# Network Solutions: my domain expired, then kickback?



## MDLarson (Oct 23, 2004)

I got an email from Network Solutions yesterday regarding my old domain name I let go:


> Dear Network Solutions Customer,
> 
> We recently notified you that the registration period for your Network Solutions domain name had expired. As a benefit of having previously registered a domain name(s) with Network Solutions, you are eligible to receive a percentage of the net proceeds that were generated from the renewal and transfer of the domain name you chose not to renew. Since you have chosen not to renew the domain name listed below during the applicable grace period, we were successful in securing a backorder for this domain name on your behalf and it has been transferred to another party in accordance with the Service Agreement.
> 
> ...


The email then points me to a secure but different website: contact-confirmation.com.  This seems like a scam to me... what's the deal?  Has anybody ever heard of this before?


----------



## michaelsanford (Nov 3, 2004)

Sounds like BS to me, from what I see here at least.


----------



## goynang (Nov 4, 2004)

Scam!


----------



## MDLarson (Nov 4, 2004)

Meh.  Seemed very strange to me.  I didn't feel like $6.44 was worth the risk, so I never acted on it.


----------



## goynang (Nov 4, 2004)

Yeah, be very suspicious of these kind of notifications. There are a lot of them about and they are always crafted to look genuine or to offer you something you can't pass up (er $6.44 in this case!).

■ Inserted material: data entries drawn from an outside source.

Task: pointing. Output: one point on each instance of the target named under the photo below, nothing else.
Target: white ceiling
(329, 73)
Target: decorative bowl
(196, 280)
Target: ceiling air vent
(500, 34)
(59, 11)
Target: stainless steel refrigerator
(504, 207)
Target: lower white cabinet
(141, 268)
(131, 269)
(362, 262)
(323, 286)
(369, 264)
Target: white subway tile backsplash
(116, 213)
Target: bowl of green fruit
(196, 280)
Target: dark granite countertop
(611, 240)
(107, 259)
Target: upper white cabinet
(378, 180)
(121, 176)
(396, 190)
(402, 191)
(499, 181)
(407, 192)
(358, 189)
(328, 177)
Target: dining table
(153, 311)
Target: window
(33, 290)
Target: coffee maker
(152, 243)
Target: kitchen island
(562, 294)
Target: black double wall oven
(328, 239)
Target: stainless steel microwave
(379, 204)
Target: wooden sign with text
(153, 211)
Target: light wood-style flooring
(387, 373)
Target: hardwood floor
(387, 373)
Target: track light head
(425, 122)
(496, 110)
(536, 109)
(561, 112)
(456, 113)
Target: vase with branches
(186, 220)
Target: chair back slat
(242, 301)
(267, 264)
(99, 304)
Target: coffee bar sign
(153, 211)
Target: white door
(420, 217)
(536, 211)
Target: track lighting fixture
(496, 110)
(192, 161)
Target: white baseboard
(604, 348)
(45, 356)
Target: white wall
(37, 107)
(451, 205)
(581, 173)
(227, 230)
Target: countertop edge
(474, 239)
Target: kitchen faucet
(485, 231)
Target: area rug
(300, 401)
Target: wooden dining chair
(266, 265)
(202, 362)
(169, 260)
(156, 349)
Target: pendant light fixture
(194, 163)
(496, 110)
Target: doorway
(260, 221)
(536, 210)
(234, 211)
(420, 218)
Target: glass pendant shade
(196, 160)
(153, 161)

I got a very official looking letter recently telling me to send some money off somewhere otherwise I would lose my domains. Another scam. Company that sent the letter was nothing to do with the company I use to register domains.

There's a lot of it about sadly.


----------



## andehlu (Nov 4, 2004)

Yup i get them all the time. Im amazed how great the letters look. zFor me, they are from a company called the Domain Registration Service of Canada or something like that. After thinking about it more its funny but these ppl prolly made alot of cash doing this. The second you have 'Of Canada' or 'OF the United States of America' it almost implies a government agency.


----------